Au-delà de la formation universitaire, vous avez un parcours artistique très étoffé. Dites-nous-en un peu plus...

J'ai été formé à l'Ecole nationale des arts de Dakar. À la suite, j'ai obtenu une bourse de la Commission fédérale suisse de la culture. Cette bourse de 3ème cycle m'a permis de développer avec des artistes là-bas et de comprendre comment les choses fonctionnent : création, exposition, musées, galeries, partenaires culturels, entre autres. Au Sénégal, j'avais une formation pratique. Je suis parti chercher l'essence de ce qui me manquait : une compréhension des fondements, des liens qui peuvent se développer dans mon travail artistique. Cette formation m'a poussé à développer une recherche dans l'art africain contemporain. Je l'ai déviée un peu pour l'orienter vers l'utilisation des matériaux de récupération dans l'art africain contemporain en allant du Sénégal jusqu'en Ethiopie en passant par plusieurs pays d'Afrique. Cela m'a permis d'interroger les origines de cette création, ses relations avec celle artistique européenne. Ce séjour à l'étranger a été rythmé par des expositions en Suisse, France, à Cuba, aux Etats-Unis, notamment.
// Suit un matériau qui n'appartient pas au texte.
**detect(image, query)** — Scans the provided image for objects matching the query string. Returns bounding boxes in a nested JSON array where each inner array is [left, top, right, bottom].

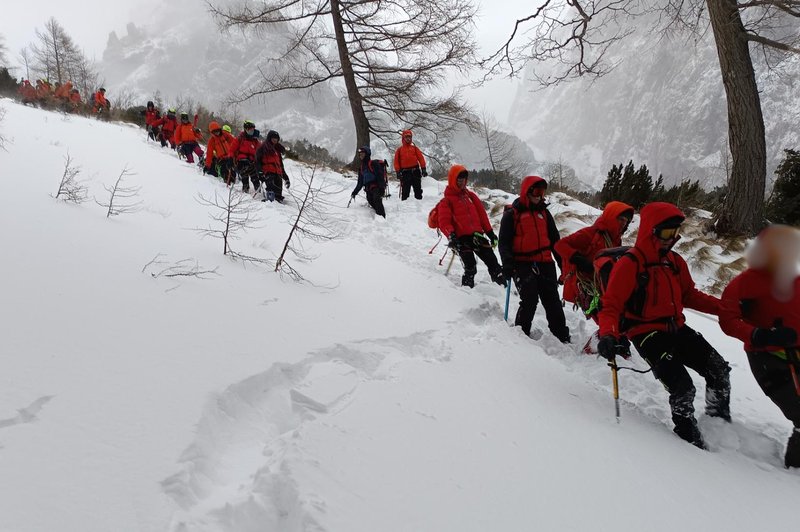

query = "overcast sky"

Avec le recul, quel regard portez-vous sur l'art africain contemporain ?

C'est un art en plein essor. Il se développe de manière extraordinaire. Je me réjouis que le Sénégal soit toujours au rendez-vous pour le rayonnement de l'art africain contemporain. D'abord, avec le Président Léopold Sédar Senghor qui a mis sur pied le Festival mondial des arts nègres, repris sous une autre déclinaison par le Président Abdoulaye Wade. Entre les deux, le Président Abdou Diouf a lancé la Biennale de Dakar qui constitue un phare pour la création plastique africaine. Aujourd'hui, l'art africain contemporain est très convoité dans les marchés de l'art. Il est considéré à sa juste valeur. Je crois que c'est un art qui va continuer à se développer. La seule chose sur laquelle j'insiste beaucoup auprès de mes collaborateurs, mes confrères artistes, c'est d'avoir une approche théorique de son travail pour le présenter, le défendre. Sinon, quelqu'un d'autre se l'appropriera et en parlera selon ses intérêts.

Vous insistez sur la dimension théorique de la pratique artistique. Pourquoi ?

C'est important de souligner cet aspect. Il ne s'agit pas fondamentalement de l'écrire mais plutôt faire des recherches pour y parvenir. La non-prise en compte de cette dimension pousse certains à penser que la création artistique n'a pas de valeur.

L'actualité de Dr Momar Seck, c'est une exposition en cours à Zurich... Quelle en est la tonalité ?

L'exposition se déroule à l'espace Ngala à Zurich - un centre d'art africain contemporain (27 octobre 2022- 15 mars 2023) sous le titre " Environment 2.0 ". J'y présente mes travaux liés à mes préoccupations plastiques, notamment l'environnement avec des matériaux de récupération. Dans mes œuvres, je mets en relief des paysages pour éveiller les consciences, sensibiliser sur l'importance de la faune et de la flore qu'il faut préserver. La notion de récupération est basée sur du textile détourné pour parler de la société. L'étoffe a une histoire dans chaque société. Le fait de mettre ensemble différents tissus permet d'établir un dialogue des peuples, des cultures.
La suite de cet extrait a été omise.